大好きだから私はあなたを忘れた
優里さんと少しだけ喋ったあと、電話を切った。


玲衣のお父さんとかは、玲衣に会いに行ったんだろうか。

確か、あんまり見たことはないけど、玲衣にはお兄さんもいたはずだ。

玲衣は、玲衣のお父さんとお兄さんのことは覚えているんだろうか。


そのとき、近くに置いていたスマホがピコンと鳴った。


最近、玲衣以外と友達とメッセージのやり取りなんてまともにできていない。

廃人みたいになった私に、メッセージを送るのは、たぶんみんな気を使って控えているんだろう。

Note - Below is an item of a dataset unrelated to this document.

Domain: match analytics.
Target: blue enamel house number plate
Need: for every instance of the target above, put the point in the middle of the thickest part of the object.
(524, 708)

でも私は、こういうときは、誰かと話していたほうが気が楽になる気がする。


画面を見ると、彼氏の悠馬からだった。

最近はあんまり悠馬と喋ってなかったことを思い出す。


前、悠馬のことは玲衣に紹介したことがある。

その時、玲衣は自分のことのように喜んでくれた。

あんなに純粋で素直な子は他にいないと思う。

そこまで考えて、胸が痛んだ。

私はなにかと関連付けて玲衣のことを思い出してしまう。

玲衣のことは忘れたくないけど、忘れたくなる。

この感情ってどう表現すればいいんだろう。


頭の中でぐるぐる考えて、メッセージを開いた。

『最近、大丈夫?』

大丈夫なわけがない。

だけど、悠馬にそんなことを言えるわけがない。